By David Shepardson
WASHINGTON (Reuters) - Volkswagen AG has told U.S. regulators that emissions issues in larger luxury cars and SUVs extend to an additional 75,000 vehicles dating back to 2009, the U.S. Environmental Protection Agency said on Friday.
The disclosure widened the VW scandal, which had previously focussed mainly on smaller-engined, mass-market cars, and raised the possibility that engineers at both the Audi and VW brands could have been involved in separate emissions schemes.
The EPA and California Air Resources Board on Nov. 2 accused VW of evading emissions in at least 10,000 Audi, Porsche and VW sport utility vehicles and cars with 3.0-liter V-6 diesel engines. VW initially denied the findings.
During a meeting on Thursday, VW and Audi officials told the EPA that the issues extend to all 3.0-liter diesel engines from model years 2009 through 2016. The new disclosure covers a total of 85,000 vehicles, the EPA said.
California Air Resources Board spokesman Dave Clegern said Audi admitted that the vehicles had auxiliary emissions control equipment that was not disclosed to the U.S. government.
"That should have been reported," Clegern said, adding that the agencies are now investigating whether that constituted intentional cheating on VW's part.
Audi spokesman Brad Stertz said that the auxiliary emissions control software is legal in Europe, but that Audi did not "properly notify regulators" of the device.
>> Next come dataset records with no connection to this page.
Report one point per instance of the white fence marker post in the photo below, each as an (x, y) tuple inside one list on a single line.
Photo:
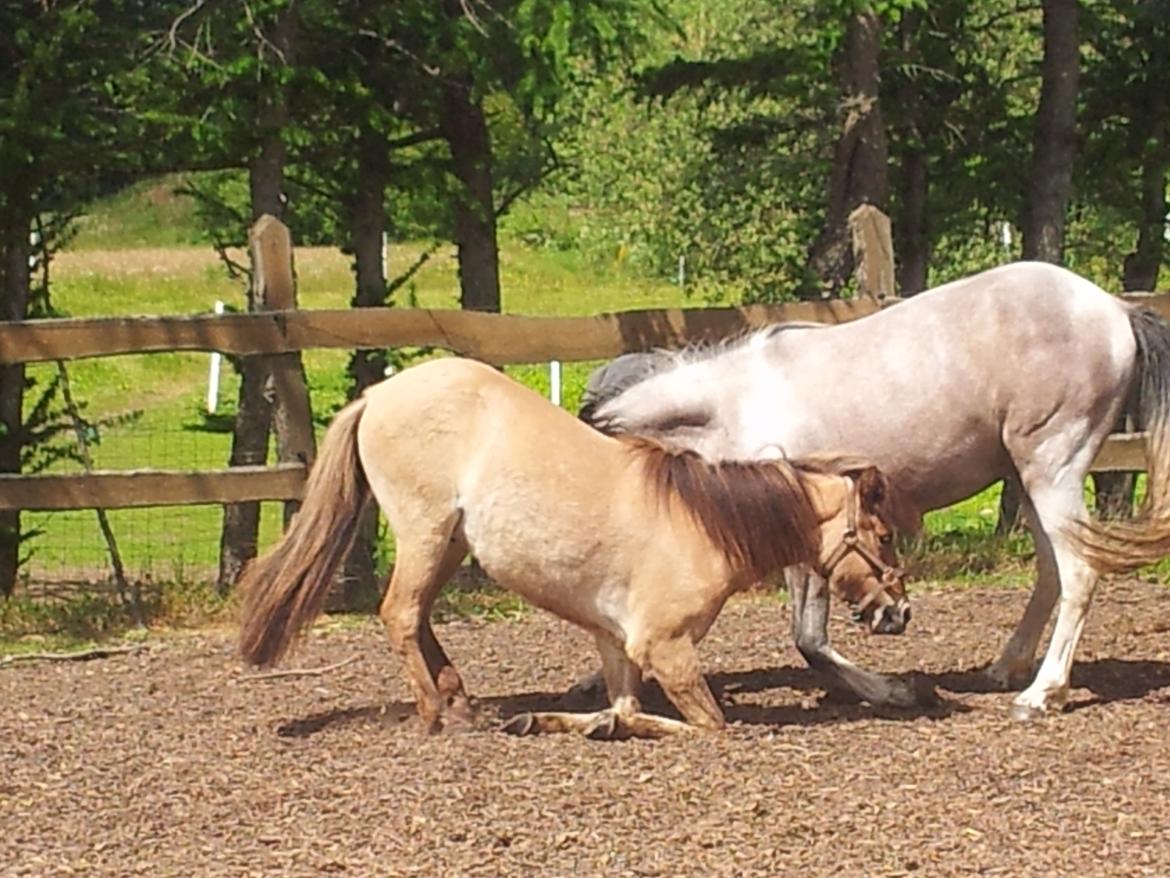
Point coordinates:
[(555, 382), (213, 372)]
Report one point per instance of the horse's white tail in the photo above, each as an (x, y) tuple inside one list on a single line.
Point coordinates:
[(286, 589)]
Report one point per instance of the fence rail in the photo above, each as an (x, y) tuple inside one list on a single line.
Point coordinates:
[(493, 337)]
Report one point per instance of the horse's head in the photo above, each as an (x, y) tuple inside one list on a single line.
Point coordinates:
[(858, 557)]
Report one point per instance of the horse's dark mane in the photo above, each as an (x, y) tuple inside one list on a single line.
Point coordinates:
[(757, 515), (659, 362)]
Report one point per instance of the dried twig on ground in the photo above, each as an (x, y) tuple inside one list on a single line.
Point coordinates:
[(298, 671), (78, 656)]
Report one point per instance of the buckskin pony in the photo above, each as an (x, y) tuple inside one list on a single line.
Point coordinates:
[(639, 544)]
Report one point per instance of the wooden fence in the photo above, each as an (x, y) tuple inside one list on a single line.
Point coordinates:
[(491, 337)]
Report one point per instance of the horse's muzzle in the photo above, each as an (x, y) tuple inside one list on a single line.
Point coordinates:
[(892, 618)]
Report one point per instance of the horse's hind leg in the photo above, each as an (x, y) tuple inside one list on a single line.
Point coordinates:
[(1016, 665), (1055, 508), (674, 664), (424, 563), (623, 719)]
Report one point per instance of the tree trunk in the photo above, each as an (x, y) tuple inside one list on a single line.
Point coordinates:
[(1054, 135), (254, 412), (910, 239), (14, 292), (466, 131), (367, 225), (1053, 151), (860, 157)]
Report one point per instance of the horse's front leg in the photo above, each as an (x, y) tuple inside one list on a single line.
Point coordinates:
[(810, 629)]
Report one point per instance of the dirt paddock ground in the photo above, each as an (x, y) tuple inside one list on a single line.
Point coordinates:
[(172, 762)]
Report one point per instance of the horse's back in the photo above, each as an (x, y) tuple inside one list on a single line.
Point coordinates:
[(934, 386)]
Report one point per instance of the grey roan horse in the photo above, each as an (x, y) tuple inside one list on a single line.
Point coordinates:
[(1018, 372)]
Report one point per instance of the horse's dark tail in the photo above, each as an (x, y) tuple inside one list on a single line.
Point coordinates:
[(1124, 546), (286, 589)]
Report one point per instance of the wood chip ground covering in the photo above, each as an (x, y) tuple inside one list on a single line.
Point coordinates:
[(170, 762)]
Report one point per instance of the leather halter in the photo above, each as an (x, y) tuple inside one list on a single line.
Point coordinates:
[(851, 543)]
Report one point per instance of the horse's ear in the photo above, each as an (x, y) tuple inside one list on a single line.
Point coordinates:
[(872, 486)]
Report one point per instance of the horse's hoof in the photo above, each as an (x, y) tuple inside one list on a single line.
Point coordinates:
[(603, 728), (1000, 678), (522, 724), (1026, 713)]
"We are willing to take another crack at reprogramming to a degree that the regulators deem acceptable," Stertz said. The cost of reflashing the software is relatively minor, in the "double digits millions of euros," he added.
In September, VW admitted it had installed software that allowed 482,000 diesel cars with 2.0L sold in the United States since 2009 to emit up to 40 times allowable emissions by only activating emissions controls during laboratory testing.
VW faces investigations around the world, including from the U.S. Justice Department - and could face up to $18 billion in U.S. fines. The new disclosure could add another $3.2 billion in fines.